= Haken (employment) =

Japanese term for a temp worker

Haken (派遣, haken) is the Japanese term for temporary employees dispatched to companies by staffing agencies.

==Background==
The temporary staffing industry in Japan is regulated by the 1985 Worker Dispatch Law.

The original aim of this law was to regulate the extra-legal system of subcontractor personnel dispatching that had become commonplace in the automobile and electronics industries. Designed to allow project-based work and temporary staffing in sectors plagued by shortages of highly skilled workers (e.g., software specialists), the 1985 law limited temporary staffing to a "white list" of 13 occupations. But subsequent revisions steadily expanded its range of application. Notably, the 1999 revision replaced the "white list" with a short "black list" of occupations where temporary staffing remained restricted. This had the effect of opening most of the labor market to the temporary staffing industry. Finally, the 2004 revision removed most of the remaining restrictions on temporary staffing in the manufacturing sector.

The result was an enormous expansion of temporary labor in the Japanese labor market. Between 2000 and 2007, the number of regular employees in Japan declined by about 1.9 million, while the number of nonregular workers increased by about 4.5 million.
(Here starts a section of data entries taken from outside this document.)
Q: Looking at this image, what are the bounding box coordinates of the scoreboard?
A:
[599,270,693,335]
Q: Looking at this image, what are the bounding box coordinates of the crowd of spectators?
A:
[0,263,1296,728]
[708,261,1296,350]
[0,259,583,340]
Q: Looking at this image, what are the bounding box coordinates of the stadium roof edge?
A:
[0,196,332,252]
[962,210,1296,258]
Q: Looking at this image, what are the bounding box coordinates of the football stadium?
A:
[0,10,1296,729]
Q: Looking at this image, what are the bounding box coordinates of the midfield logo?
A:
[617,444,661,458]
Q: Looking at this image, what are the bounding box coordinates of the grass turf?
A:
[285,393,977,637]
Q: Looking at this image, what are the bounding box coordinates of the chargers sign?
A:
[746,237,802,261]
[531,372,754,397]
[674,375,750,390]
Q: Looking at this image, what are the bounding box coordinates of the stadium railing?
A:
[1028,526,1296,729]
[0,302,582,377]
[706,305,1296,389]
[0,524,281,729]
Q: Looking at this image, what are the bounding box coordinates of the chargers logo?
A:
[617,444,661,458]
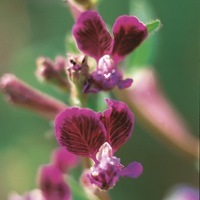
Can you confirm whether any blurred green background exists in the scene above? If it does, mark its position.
[0,0,200,200]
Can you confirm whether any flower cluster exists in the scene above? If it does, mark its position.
[55,99,142,190]
[72,11,147,93]
[0,0,148,200]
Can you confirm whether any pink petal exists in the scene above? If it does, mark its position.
[52,147,79,173]
[72,11,112,61]
[112,15,147,62]
[102,99,134,152]
[120,162,143,178]
[55,107,106,158]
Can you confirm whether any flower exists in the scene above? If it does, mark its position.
[55,99,143,190]
[72,11,148,93]
[8,189,46,200]
[52,147,79,173]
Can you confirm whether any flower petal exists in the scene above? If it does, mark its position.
[55,107,106,159]
[112,15,147,62]
[52,147,79,173]
[101,99,134,152]
[117,78,133,90]
[120,162,143,178]
[72,11,112,61]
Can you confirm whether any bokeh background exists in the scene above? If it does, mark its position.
[0,0,200,200]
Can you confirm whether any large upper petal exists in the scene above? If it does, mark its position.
[119,162,143,178]
[101,99,134,152]
[55,107,106,159]
[72,11,112,61]
[112,15,147,62]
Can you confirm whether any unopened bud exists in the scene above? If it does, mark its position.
[36,57,70,91]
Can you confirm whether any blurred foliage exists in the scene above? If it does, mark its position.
[0,0,200,200]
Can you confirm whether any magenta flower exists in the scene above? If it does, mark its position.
[72,11,148,93]
[39,165,71,200]
[55,99,143,190]
[52,147,79,173]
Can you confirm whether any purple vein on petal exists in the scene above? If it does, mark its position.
[112,15,147,62]
[55,107,106,158]
[102,99,134,152]
[72,11,112,61]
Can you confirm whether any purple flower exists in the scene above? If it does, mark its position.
[39,165,71,200]
[72,11,148,92]
[8,189,46,200]
[55,99,143,190]
[52,147,79,173]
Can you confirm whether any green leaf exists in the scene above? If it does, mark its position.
[146,19,162,33]
[67,176,89,200]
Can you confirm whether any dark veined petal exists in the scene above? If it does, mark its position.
[55,107,106,158]
[112,15,147,62]
[120,162,143,178]
[101,99,134,152]
[38,165,71,200]
[72,11,112,61]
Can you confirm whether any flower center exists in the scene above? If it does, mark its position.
[97,55,114,72]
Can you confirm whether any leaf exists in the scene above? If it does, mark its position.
[67,176,89,200]
[146,19,162,33]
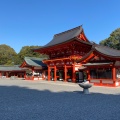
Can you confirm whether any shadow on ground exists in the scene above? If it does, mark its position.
[0,86,120,120]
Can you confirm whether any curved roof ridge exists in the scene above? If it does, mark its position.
[94,44,120,58]
[54,25,82,37]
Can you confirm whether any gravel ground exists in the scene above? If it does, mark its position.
[0,79,120,120]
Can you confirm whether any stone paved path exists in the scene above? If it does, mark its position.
[0,79,120,120]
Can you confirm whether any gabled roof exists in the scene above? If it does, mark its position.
[76,44,120,62]
[94,44,120,57]
[34,25,91,51]
[44,26,83,47]
[21,57,47,67]
[0,65,26,71]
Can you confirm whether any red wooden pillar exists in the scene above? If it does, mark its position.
[54,65,57,81]
[64,65,67,82]
[32,67,34,80]
[0,71,2,77]
[72,64,75,82]
[48,66,50,81]
[112,66,116,84]
[87,70,90,81]
[24,71,26,79]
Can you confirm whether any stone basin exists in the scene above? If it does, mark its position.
[79,82,93,94]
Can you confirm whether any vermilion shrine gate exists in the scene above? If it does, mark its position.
[34,26,120,86]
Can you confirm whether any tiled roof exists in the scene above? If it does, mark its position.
[94,45,120,57]
[25,57,47,67]
[43,26,83,47]
[83,62,113,66]
[0,65,26,71]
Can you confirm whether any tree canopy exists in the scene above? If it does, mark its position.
[99,28,120,50]
[0,44,17,65]
[0,44,47,65]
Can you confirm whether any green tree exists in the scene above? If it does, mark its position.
[0,44,17,65]
[99,28,120,50]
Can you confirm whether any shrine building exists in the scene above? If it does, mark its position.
[34,26,120,86]
[20,57,47,80]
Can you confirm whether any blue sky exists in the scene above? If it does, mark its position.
[0,0,120,53]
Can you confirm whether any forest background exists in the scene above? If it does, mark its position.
[0,28,120,66]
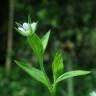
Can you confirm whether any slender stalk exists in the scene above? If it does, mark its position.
[39,57,52,92]
[5,0,15,76]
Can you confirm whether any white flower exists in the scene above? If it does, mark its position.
[89,91,96,96]
[18,22,37,36]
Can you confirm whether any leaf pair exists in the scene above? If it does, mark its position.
[15,61,48,87]
[27,31,50,57]
[52,52,90,84]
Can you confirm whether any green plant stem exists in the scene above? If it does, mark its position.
[39,57,52,93]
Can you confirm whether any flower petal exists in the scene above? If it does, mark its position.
[18,27,25,32]
[23,23,29,30]
[31,22,37,32]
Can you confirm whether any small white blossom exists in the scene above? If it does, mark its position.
[89,91,96,96]
[18,22,37,36]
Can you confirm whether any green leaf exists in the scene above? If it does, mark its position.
[27,33,43,57]
[41,30,50,50]
[52,52,64,81]
[15,61,48,86]
[56,70,90,82]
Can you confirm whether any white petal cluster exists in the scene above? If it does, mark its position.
[18,22,37,36]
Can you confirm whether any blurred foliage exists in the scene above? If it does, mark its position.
[0,0,96,96]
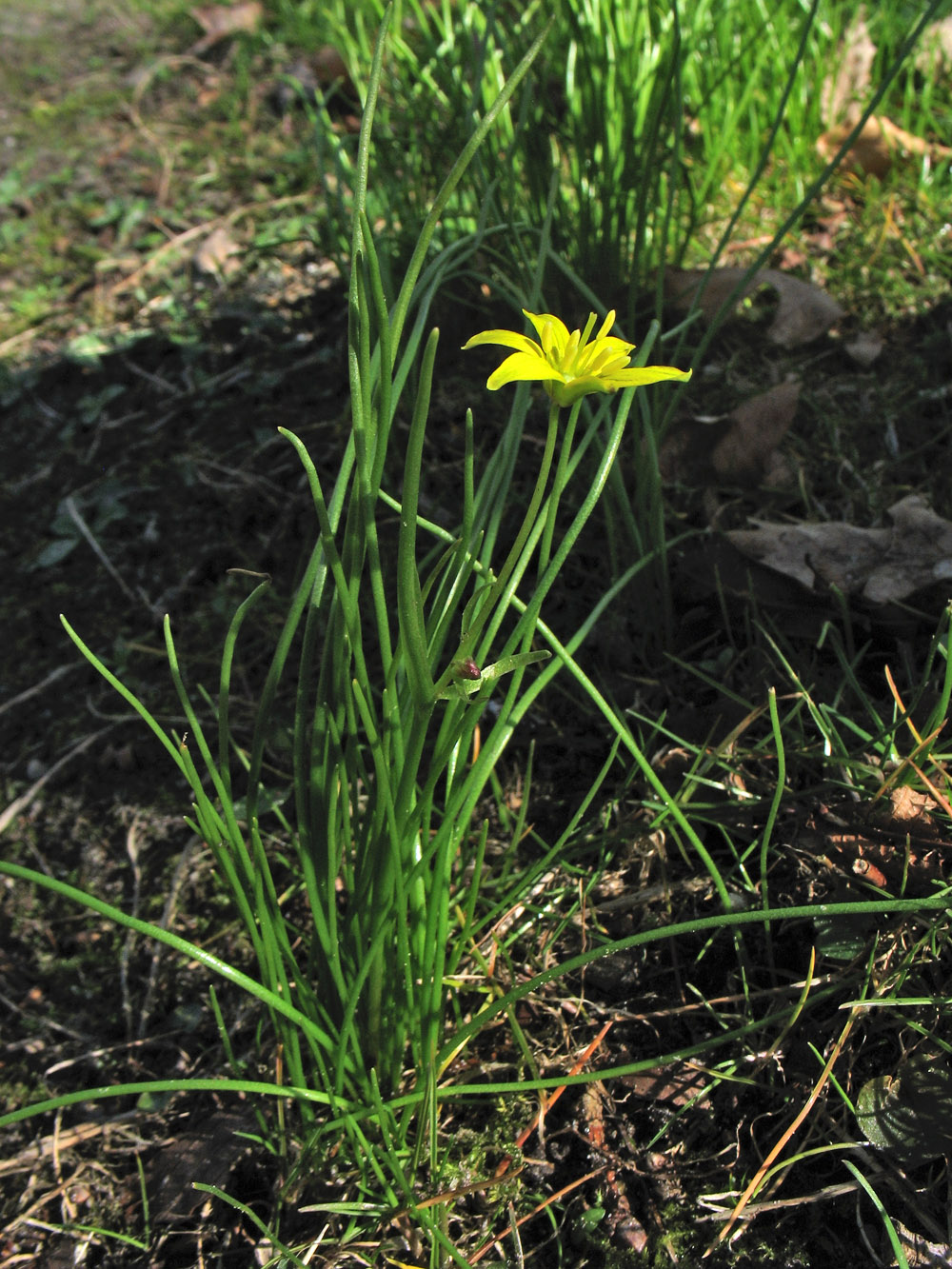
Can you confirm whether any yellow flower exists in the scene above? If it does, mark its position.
[464,308,690,405]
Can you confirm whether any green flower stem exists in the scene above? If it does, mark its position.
[435,401,559,694]
[397,330,439,709]
[538,400,582,578]
[391,18,555,347]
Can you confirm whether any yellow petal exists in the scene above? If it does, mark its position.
[486,344,564,391]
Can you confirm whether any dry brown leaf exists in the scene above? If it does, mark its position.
[711,380,800,485]
[822,5,876,130]
[726,494,952,605]
[191,225,241,277]
[816,114,952,176]
[189,0,264,56]
[665,268,844,347]
[843,330,884,370]
[659,380,800,485]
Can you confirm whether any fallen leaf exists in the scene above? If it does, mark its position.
[816,114,952,178]
[843,330,884,370]
[659,380,800,486]
[726,494,952,605]
[189,0,264,56]
[820,5,876,130]
[665,268,844,347]
[191,225,240,278]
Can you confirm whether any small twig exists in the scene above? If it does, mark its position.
[0,661,83,714]
[64,495,153,616]
[702,1009,860,1260]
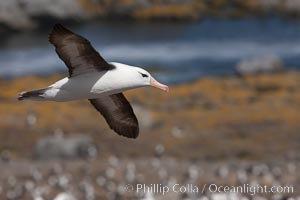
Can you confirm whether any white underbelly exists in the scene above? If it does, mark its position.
[47,73,123,101]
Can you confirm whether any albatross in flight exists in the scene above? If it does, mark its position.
[18,24,169,138]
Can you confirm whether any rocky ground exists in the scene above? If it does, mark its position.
[0,0,300,30]
[0,71,300,199]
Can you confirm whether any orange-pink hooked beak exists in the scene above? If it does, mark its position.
[150,77,169,92]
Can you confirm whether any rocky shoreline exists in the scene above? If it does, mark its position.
[0,71,300,200]
[0,0,300,31]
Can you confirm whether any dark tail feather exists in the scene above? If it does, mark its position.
[18,89,46,101]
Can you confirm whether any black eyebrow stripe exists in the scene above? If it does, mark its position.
[139,72,148,77]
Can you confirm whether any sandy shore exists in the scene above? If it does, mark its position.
[0,72,300,160]
[0,71,300,199]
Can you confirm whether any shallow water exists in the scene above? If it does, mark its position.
[0,17,300,83]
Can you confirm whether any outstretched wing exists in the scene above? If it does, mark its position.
[49,24,115,77]
[89,93,139,138]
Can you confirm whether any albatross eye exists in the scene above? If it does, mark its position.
[139,72,148,78]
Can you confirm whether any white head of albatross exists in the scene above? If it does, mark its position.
[110,62,169,92]
[18,24,169,138]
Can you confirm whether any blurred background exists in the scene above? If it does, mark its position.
[0,0,300,200]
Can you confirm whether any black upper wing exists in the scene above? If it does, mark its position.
[49,24,114,77]
[89,93,139,138]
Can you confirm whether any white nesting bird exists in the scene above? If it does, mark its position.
[18,24,169,138]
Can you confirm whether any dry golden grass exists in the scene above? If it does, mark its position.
[0,72,300,159]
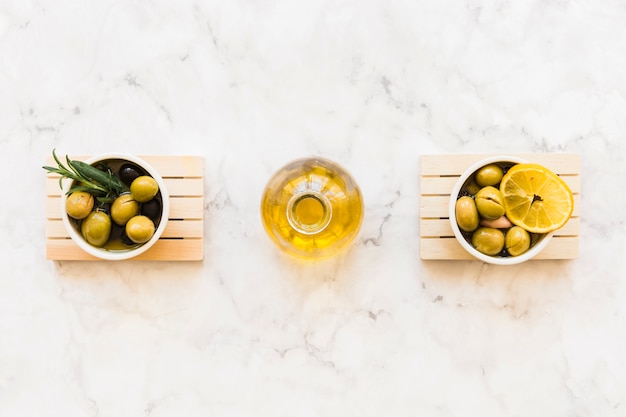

By 2008, short-term contract and temporary staffing workers had increased from a small percentage to more than 30% of the Japanese labor force.

==Types of haken==
There are two types of haken:

(1) "Specified worker dispatching undertakings" whereby a temp agency hires temporary workers on a regular basis and sends them on assignment to work at its client companies.

(2) "General worker dispatching undertakings" whereby a temp agency registers temporary workers and sends them to its client companies on a contingent basis by signing a per-job contract each time the agency receives an assignment from its client companies.

==Layoffs==
Haken-giri (派遣切り) is the Japanese term for layoffs of temporary employees (haken) dispatched to companies by staffing agencies. In particular, it refers to the wave of layoffs that followed the 2008 financial crisis, which highlighted recent structural changes in the Japanese labor market and prompted calls for reform of the labor laws. Estimates of the number of layoffs between October 2008 and March 2009 range from 131,000, according to the Ministry of Health, Labour and Welfare,
to 400,000, according to staffing industry associations.
The problem was especially acute because temporary workers enjoy few of the rights and benefits that protect full-time regular employees. For example, at least half of Japan's non-regular workers are ineligible for unemployment benefits because they have not held their jobs a year or longer. In many cases, both haken and short-term contract workers were laid off before the terms of their contracts, but the lack of penalties in the labor laws meant that no redress was available except through civil lawsuits.

Public interest in the plight of the laid-off workers peaked around the end of 2008, when 500 unemployed and homeless temporary workers converged on a "New Year's Haken Tent Village" in Hibiya Park in central Tokyo. Well-known lawyer and consumer advocate Kenji Utsunomiya was declared the "honorary mayor" of the village. According to the organizing committee, many of the workers were in poor physical condition, and eight were hospitalized with pneumonia.
In response, some companies rescinded their early layoffs, or at least agreed to allow temporary workers to continue living in company dormitories until the period of their contracts. But the widespread public perception that large corporations had failed to live up to their social responsibilities led to calls for reform of the labor laws. In February, the Tokyo Bar Association issued a 10-point statement calling for reforms such as restoration of the "white list" of skilled occupations, an upper limit on margins levied by staffing agencies, prohibition of dispatching within corporate groups, and stricter penalties for early layoffs.

==Revisions of Worker Dispatch Law==
In 2010 the Japanese government has indicated that it intended to revise the Worker Dispatch Law in regard to temporary employees. The main points of the revision centered on:

(1) problematic registration-type dispatches will be prohibited in principle, except for highly specialized jobs, such as language interpretation;

(2) dispatches to manufacturing industries will be banned in principle, except for regular-type long-term employment;

(3) day labor dispatches and dispatches shorter than two months will be banned in principle; and

(4) in the case of illegal dispatch, the user company or other user organization will be obliged to offer an employment contract to the dispatched worker.

In 2015 further revisions came into effect, which were seen as a mixed blessing for temporary workers and were expected to increase industry's use of such labor.

On April 1 2020, the Japanese government has added additional changes to dispatch law in Japan, in an effort to improve the benefits for contract workers as part of a government work style reform. The regulations impose strict regulations on dispatch agencies to select between an “Equal Pay and Benefits” or “Labour Management Agreement” method of dispatch. As a brief explanation, the new legislation requires dispatch workers to receive the equivalent benefits and remuneration as equivalent permanent workers. This is achieved by reviewing all categories of benefits and remuneration such as salary, commute, leave allowance, pension, and all other benefits.  Wages must also be compared to the government mandated average pay table (which has varying rates based on job type, seniority and location) and then against all financial and non-financial benefits offered by the dispatch agency.